Closed newterminator closed 6 years ago
Hi @newterminator! I'm trying to think in a way to solve this.
One way would be to remove the empty nodes, with a new pseudo-class selector :empty
(it is not implemented yet). But according to the spec, this would not remove the nodes that contain break lines.
I'm trying to think about selectors that could work in combination with the ":not" pseudo-class selector too. Seems that we don't have existing CSS selectors for that, which would be an opportunity to introduce a new one.
HI @philss, Thank you for your input. I was aware of the :empty
selector. I will look around in JavaScript to see if the frontend can deal with this...but if anyone comes up with a solution on the elixir side, then that will be better, since I can confirm the required output string before saving it to the database.
Merry Christmas @philss
Here is a possible solution using Meeseeks, which allows custom selectors for this type of situation.
In this case, the selector matches elements that have a text node as a descendant, but one could go further and make sure that the text node contains characters other than whitespace.
defmodule ElementContainingText do
use Meeseeks.Selector
alias Meeseeks.Document
defstruct tag: nil
# No tag defined, matches any element that has a text node for a descendant
def match(%ElementContainingText{tag: nil}, %Document.Element{} = element, document, _context) do
element_contains_text?(element, document)
end
# Tag defined, matches elements with that tag that have a text node for a descendant
def match(%ElementContainingText{tag: target}, %Document.Element{tag: tag} = element, document, _context) when target == tag do
element_contains_text?(element, document)
end
def match(_selector, _node, _document, _context) do
false
end
defp element_contains_text?(element, document) do
descendants = Document.descendants(document, element.id)
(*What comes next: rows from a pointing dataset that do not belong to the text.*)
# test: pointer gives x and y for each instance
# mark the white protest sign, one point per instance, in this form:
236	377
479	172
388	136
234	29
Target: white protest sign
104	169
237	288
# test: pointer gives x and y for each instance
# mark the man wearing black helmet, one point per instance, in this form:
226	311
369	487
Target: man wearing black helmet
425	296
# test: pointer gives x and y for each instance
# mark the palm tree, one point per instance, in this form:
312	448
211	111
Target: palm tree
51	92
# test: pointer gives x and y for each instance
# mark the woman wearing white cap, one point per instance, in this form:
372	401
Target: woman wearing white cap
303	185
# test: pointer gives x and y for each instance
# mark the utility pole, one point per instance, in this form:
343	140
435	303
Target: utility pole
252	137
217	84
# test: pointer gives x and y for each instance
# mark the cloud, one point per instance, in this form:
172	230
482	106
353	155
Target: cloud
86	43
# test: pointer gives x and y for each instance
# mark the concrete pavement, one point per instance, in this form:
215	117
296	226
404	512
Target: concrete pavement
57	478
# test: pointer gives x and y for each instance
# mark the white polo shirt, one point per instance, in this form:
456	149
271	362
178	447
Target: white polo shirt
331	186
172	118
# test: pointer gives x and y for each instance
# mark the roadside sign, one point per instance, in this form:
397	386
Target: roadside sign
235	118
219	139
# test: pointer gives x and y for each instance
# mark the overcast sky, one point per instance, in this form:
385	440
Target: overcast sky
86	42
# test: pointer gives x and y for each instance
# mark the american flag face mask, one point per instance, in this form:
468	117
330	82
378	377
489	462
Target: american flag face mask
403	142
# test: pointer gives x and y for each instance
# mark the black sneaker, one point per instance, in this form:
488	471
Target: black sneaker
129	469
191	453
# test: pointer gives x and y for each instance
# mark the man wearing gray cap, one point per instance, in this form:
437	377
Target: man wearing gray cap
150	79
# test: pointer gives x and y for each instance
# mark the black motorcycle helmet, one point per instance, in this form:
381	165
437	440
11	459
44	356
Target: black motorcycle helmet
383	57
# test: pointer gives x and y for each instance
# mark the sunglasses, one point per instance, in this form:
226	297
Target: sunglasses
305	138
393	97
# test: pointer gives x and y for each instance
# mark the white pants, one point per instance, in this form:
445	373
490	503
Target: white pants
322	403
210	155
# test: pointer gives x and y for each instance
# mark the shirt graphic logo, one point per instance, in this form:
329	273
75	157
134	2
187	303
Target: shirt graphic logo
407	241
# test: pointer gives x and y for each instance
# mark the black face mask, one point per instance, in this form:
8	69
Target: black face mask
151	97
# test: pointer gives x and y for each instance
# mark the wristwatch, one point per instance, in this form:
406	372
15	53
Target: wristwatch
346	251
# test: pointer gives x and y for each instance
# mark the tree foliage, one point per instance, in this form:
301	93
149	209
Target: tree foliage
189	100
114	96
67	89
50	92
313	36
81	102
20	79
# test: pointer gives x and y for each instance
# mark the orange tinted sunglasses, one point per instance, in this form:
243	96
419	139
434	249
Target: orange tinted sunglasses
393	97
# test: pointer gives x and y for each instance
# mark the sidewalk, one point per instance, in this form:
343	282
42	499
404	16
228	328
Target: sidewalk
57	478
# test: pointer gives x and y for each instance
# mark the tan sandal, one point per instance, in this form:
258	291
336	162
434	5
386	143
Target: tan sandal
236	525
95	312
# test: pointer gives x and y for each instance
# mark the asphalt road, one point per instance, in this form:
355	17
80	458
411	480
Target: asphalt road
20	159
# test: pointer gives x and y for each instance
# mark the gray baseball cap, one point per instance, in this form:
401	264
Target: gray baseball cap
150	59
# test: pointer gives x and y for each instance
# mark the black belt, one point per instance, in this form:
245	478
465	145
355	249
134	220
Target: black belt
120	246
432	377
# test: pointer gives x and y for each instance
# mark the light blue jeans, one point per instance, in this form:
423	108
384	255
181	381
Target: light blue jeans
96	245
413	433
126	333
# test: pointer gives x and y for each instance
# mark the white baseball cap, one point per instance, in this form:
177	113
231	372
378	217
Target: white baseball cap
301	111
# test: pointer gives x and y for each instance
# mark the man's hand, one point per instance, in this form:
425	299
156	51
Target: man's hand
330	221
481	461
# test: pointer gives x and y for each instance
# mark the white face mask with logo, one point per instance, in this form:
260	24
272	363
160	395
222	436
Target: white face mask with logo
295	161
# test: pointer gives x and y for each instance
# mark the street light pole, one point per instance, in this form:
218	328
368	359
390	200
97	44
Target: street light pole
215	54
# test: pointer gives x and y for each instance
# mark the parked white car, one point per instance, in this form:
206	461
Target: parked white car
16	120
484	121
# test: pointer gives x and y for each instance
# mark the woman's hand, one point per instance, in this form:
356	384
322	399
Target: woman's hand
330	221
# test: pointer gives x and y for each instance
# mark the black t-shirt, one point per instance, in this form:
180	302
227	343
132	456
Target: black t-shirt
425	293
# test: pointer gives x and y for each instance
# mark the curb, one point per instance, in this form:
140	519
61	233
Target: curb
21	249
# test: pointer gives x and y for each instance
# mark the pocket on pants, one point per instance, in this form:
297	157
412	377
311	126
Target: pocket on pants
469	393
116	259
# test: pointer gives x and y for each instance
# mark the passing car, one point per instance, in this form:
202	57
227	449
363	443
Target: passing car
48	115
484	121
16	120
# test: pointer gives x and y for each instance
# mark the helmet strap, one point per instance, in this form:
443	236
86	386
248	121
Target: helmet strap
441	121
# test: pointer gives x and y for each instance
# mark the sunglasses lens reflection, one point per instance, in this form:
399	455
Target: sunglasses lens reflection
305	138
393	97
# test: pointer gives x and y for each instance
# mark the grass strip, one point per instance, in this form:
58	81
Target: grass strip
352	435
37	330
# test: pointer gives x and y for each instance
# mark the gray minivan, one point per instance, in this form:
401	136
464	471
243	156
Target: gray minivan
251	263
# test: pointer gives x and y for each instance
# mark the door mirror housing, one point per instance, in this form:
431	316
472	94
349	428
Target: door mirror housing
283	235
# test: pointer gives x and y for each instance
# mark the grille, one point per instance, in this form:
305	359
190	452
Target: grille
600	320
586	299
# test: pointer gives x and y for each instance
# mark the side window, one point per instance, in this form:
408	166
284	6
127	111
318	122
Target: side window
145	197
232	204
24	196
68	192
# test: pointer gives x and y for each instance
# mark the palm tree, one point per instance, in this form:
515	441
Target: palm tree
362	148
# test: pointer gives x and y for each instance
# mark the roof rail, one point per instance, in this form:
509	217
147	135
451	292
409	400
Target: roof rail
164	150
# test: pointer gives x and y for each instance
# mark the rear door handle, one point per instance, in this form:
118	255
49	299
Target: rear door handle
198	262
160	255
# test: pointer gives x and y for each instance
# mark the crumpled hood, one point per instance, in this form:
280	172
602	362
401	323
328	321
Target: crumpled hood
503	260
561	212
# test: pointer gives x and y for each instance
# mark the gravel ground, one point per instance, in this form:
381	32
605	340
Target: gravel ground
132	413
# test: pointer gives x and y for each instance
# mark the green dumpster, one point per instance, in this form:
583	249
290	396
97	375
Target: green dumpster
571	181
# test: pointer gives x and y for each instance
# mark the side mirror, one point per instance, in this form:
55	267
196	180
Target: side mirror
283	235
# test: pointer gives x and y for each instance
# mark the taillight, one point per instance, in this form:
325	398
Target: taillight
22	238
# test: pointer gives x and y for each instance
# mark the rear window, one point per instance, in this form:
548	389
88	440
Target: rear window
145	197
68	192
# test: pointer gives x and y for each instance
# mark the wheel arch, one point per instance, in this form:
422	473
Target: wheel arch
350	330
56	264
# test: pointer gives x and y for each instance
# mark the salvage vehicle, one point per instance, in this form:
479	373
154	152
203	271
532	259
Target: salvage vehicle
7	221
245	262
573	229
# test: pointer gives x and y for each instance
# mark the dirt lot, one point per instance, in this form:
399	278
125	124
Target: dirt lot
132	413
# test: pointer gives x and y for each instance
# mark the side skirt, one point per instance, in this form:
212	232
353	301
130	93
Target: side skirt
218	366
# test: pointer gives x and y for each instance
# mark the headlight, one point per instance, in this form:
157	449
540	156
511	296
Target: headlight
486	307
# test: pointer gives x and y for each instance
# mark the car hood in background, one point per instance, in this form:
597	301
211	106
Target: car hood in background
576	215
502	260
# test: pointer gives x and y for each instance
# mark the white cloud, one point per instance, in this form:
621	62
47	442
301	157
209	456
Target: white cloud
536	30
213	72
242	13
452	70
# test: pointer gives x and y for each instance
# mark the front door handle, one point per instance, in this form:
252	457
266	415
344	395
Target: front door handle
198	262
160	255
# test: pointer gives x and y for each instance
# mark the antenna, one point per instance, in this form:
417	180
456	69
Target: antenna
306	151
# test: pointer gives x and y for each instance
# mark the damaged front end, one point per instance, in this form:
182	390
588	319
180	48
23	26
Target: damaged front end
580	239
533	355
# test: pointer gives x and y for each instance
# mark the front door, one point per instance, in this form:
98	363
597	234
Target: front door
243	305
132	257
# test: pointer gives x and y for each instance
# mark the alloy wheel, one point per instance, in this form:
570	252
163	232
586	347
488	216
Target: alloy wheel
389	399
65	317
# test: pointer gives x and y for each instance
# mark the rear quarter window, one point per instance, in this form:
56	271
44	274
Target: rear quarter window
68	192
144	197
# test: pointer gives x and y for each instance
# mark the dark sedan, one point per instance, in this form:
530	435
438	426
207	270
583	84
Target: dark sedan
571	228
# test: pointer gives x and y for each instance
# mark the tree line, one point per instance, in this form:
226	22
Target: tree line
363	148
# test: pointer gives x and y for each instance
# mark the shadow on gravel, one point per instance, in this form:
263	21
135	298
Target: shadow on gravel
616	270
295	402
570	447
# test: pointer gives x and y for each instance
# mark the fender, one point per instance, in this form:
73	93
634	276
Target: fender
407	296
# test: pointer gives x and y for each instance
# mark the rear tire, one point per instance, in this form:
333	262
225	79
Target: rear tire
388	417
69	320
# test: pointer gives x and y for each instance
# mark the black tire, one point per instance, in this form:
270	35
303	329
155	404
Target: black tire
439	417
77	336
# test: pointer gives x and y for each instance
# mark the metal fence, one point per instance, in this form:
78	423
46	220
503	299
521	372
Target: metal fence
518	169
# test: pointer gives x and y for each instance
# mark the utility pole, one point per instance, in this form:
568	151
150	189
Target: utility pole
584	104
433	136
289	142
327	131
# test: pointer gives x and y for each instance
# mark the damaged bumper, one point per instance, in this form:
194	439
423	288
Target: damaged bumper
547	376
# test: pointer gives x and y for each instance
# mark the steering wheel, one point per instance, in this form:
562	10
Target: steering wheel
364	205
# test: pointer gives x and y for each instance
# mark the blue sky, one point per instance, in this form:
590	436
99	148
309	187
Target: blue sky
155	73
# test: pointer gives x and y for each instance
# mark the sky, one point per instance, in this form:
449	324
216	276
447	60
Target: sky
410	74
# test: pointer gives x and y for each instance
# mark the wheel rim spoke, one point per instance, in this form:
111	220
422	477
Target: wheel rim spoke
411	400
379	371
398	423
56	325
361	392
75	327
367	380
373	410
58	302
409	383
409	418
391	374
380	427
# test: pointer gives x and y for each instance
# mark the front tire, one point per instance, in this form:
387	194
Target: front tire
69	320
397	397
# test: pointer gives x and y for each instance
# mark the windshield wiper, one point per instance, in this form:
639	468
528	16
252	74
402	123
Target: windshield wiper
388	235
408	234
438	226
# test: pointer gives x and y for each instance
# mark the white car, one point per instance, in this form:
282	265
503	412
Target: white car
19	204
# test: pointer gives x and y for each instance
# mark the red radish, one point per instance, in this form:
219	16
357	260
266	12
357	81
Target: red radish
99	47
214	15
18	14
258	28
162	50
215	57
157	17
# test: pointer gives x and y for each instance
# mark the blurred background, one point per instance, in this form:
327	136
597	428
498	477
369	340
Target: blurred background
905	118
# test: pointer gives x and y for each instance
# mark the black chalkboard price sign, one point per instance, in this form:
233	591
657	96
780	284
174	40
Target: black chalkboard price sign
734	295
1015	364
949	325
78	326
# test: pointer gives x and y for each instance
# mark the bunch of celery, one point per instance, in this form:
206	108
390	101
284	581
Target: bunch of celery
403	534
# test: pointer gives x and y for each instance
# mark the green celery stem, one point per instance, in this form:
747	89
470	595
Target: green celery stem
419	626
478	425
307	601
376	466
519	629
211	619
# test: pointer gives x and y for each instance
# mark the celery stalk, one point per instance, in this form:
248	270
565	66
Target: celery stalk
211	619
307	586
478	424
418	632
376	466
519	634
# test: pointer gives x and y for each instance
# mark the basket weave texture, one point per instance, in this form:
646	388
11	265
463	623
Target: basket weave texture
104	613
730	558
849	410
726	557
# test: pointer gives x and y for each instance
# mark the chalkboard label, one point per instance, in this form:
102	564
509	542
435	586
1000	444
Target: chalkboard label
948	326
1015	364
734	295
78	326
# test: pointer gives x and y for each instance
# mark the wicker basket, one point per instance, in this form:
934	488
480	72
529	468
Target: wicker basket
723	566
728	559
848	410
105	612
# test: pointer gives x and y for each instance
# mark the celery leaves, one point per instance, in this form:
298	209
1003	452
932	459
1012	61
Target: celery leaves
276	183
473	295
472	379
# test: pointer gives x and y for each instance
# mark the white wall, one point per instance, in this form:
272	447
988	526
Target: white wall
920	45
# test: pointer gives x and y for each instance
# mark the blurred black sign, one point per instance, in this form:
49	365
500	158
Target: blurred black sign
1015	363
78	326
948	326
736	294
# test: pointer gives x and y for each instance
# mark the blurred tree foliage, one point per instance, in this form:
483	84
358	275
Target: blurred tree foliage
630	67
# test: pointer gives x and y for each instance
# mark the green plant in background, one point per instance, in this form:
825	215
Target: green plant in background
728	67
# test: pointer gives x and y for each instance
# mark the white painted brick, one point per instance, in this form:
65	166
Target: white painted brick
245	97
descendant_nodes = Document.get_nodes(document, descendants)
Enum.any?(descendant_nodes, &text_node?/1)
end
defp text_node?(%Document.Text{}), do: true
defp text_node?(_), do: false
end
iex(1)> html = "<p><br></p><p>hello</p><p>now is the <b>time</b></p><p><b><br></b></p>"
"<p><br></p><p>hello</p><p>now is the <b>time</b></p><p><b><br></b></p>"
iex(2)> selector = %ElementContainingText{tag: "p"}
%ElementContainingText{tag: "p"}
iex(3)> Meeseeks.all(html, selector)
[#Meeseeks.Result<{ <p>hello</p> }>,
#Meeseeks.Result<{ <p>now is the <b>time</b></p> }>]
iex(4)> Meeseeks.all(html, selector) |> Enum.map(&Meeseeks.html/1) |> Enum.join()
"<p>hello</p><p>now is the <b>time</b></p>"
The example selector might need tweaking for your use case, but custom selectors are nice tools for situations when a selection doesn't fall within the realm of css or xpath.
Hey @mischov, thanks so much for a detailed writeup. Your solution using your Meeseeks library solves it correctly. I just tested other strings that come in via the input and they all worked. I am going to read up more on the Meeseeks' documentation as well.
Thanks for the Christmas gift of your library and your help on resolving the issue.
I have spent the last couple hours trying different combinations to get rid of empty paragraphs in a html string input. The
str
is"<p><br></p><p>hello</p><p>now is the <b>time</b></p><p><b><br></b></p>"
The final string I am trying to extract is
"<p>hello</p><p>now is the <b>time</b></p>"
The closest I am was with
Floki.filter_out(str, "br") |> Floki.raw_html
I would appreciate any help on this.